Zwei weitere Denkwürdigkeiten dieses Buches haben mit Heidegger zu tun. Jonas berichtet, wie er auf einem internationalen theologischen Heidegger-Kongreß Anfang der sechziger Jahre in New Jersey das Hauptreferat hielt, das er anschließend auf Einladung mehrerer deutscher Universitäten noch einige Male wiederholte.

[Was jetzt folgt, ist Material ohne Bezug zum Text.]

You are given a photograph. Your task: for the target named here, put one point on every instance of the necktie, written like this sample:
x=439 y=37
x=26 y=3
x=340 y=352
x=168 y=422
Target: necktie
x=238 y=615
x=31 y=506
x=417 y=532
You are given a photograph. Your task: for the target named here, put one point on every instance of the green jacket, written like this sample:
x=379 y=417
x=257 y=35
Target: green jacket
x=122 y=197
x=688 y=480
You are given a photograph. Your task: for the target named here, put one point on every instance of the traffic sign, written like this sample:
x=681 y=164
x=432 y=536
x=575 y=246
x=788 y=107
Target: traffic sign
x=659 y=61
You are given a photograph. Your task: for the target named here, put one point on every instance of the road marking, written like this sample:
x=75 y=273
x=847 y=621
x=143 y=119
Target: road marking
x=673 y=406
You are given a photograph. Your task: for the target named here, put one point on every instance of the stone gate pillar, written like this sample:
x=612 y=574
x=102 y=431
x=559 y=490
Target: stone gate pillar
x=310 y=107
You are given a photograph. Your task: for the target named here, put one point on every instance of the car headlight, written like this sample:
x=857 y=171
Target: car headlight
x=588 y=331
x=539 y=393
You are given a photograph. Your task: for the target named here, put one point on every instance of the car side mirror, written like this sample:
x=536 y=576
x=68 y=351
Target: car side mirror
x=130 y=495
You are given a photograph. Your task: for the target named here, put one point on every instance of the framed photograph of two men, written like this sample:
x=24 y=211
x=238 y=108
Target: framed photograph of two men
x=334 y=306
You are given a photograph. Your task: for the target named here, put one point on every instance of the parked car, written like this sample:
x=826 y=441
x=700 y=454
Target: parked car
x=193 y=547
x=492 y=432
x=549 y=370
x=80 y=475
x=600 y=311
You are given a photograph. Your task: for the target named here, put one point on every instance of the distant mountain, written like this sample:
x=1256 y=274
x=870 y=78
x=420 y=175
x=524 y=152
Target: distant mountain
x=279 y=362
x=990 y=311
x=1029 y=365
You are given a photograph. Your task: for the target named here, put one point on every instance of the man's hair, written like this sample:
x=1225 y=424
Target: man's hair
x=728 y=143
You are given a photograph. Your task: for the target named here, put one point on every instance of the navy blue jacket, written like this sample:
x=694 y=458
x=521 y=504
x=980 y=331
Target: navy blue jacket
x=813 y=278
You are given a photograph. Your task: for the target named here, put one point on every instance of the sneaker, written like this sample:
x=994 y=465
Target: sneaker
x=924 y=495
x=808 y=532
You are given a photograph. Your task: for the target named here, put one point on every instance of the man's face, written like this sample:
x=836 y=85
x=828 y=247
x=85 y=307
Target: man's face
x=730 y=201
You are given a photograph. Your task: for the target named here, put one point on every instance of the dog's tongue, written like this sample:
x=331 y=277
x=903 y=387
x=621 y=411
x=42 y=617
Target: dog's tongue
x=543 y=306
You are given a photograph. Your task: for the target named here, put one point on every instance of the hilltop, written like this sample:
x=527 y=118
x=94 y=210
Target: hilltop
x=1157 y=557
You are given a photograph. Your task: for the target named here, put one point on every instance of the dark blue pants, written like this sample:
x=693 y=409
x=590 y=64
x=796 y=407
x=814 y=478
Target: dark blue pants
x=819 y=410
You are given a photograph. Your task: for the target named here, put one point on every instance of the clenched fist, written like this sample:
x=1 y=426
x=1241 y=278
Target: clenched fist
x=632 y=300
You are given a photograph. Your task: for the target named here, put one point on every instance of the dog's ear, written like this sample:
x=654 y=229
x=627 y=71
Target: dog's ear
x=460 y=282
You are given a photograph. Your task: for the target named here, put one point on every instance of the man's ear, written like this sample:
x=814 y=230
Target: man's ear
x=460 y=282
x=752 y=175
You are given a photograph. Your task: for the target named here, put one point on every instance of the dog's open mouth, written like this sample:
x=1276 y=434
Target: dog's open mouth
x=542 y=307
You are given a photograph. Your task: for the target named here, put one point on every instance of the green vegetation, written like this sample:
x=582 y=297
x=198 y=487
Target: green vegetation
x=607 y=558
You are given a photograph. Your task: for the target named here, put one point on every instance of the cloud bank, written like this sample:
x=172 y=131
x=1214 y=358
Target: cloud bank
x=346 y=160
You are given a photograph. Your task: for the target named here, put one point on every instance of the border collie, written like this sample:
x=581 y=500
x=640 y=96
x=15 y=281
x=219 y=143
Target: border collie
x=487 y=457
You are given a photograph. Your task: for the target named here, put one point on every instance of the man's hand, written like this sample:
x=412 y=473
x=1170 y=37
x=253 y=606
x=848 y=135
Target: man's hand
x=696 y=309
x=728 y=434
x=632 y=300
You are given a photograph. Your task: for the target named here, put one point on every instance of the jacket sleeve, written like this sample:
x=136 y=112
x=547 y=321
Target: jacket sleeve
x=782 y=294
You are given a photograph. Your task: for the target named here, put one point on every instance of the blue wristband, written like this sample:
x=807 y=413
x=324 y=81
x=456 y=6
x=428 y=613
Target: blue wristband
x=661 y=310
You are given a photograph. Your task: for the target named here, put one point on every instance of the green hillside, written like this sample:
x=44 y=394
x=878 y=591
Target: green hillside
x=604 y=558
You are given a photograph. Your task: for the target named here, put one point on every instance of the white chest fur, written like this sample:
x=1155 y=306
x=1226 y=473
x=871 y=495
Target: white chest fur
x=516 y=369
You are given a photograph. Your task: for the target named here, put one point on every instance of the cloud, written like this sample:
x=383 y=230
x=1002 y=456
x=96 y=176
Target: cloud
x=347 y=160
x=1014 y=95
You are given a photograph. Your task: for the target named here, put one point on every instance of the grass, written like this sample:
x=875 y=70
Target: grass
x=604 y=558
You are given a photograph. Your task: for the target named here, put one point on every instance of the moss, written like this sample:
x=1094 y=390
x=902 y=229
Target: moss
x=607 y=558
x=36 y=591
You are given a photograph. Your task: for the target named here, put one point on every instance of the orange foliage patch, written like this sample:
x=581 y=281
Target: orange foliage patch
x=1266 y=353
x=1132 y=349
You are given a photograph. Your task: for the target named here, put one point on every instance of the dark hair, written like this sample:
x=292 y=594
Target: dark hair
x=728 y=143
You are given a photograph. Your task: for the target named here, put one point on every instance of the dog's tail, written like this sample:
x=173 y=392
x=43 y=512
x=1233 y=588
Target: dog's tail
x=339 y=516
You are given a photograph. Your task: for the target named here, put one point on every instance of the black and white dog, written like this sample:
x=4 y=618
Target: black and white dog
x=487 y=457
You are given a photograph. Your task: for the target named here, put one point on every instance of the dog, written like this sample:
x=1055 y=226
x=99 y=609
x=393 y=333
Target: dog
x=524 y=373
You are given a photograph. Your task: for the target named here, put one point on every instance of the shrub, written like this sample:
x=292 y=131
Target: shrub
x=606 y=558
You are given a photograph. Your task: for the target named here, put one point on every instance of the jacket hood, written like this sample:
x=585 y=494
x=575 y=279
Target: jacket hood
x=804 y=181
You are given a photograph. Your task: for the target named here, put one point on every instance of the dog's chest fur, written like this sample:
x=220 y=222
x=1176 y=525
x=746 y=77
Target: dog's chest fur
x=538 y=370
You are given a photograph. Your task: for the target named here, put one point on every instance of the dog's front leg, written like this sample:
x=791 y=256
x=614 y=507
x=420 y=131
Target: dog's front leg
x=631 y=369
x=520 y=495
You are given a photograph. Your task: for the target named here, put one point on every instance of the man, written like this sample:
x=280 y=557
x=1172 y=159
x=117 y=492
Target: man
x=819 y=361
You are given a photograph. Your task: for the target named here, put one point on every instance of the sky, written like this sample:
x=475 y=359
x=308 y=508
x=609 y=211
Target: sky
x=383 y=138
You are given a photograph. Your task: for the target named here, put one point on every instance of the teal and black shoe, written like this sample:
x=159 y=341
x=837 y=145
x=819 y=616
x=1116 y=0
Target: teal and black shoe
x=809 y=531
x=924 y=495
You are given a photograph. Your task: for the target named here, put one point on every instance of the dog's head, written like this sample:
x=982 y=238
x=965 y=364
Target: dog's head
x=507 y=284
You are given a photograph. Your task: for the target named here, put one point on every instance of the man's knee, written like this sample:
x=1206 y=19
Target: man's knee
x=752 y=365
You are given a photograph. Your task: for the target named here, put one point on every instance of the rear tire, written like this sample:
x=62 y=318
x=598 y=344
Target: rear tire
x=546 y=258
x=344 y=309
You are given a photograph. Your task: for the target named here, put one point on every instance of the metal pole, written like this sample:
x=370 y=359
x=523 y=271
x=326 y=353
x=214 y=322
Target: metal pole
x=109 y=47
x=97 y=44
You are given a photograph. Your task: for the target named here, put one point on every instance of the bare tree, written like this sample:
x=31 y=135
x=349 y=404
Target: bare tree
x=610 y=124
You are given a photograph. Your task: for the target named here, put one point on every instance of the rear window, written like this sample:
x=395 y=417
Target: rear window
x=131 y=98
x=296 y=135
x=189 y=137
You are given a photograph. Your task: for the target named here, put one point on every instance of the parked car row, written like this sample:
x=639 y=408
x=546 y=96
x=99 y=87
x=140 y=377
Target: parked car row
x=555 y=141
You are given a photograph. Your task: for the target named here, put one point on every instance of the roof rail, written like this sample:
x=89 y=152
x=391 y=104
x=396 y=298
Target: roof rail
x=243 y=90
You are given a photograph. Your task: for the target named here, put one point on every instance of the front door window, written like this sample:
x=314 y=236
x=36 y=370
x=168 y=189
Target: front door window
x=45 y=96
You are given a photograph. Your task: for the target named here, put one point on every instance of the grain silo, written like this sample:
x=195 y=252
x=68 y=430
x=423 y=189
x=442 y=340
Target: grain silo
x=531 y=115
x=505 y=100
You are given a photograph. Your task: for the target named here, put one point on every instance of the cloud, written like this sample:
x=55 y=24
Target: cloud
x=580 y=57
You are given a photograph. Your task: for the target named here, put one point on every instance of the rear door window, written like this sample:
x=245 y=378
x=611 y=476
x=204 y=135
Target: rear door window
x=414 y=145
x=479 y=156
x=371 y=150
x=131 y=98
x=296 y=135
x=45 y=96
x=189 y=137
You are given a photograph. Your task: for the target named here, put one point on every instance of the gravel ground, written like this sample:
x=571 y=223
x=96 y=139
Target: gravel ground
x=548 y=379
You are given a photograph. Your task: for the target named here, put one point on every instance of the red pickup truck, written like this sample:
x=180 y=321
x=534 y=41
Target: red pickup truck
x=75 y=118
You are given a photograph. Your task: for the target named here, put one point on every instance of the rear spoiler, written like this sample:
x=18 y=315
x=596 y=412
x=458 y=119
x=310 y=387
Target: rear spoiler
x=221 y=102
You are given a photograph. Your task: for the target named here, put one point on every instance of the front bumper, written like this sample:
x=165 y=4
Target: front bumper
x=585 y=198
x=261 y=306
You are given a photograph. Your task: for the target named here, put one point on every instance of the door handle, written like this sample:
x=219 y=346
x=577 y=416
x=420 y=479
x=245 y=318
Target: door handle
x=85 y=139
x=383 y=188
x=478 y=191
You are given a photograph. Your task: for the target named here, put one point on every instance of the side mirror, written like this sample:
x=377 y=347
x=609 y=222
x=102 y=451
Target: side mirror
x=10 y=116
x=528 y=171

Der Vortrag war eine bedingungslose Warnung, die orakelhafte Sprache des späten Heidegger zu einem adäquaten Ausdrucksmittel der Rede über Gott zu erklären, wie es deutsche Theologen damals favorisierten. "Diese Annahme zerstörte ich von vornherein, und zwar mit der Gegenthese, Heideggers Philosophie sei, samt der Sprache, die sie erzeugt habe, ihrem Wesen nach zutiefst heidnisch, und die christlichen Theologen wüßten nicht, auf was sie sich da einließen." Soll man sagen: ein prophetisches Wort? "Paradoxerweise", wie Jonas fand, wurde es jedenfalls "von einem Juden gesprochen". Sieht man recht, dann wäre dem Christentum in der Tat manches von dem, was es heute als Selbstsäkularisierung beklagt, erspart geblieben, wenn einer wie Karl Rahner der frühen Warnung von Hans Jonas Gehör geschenkt hätte.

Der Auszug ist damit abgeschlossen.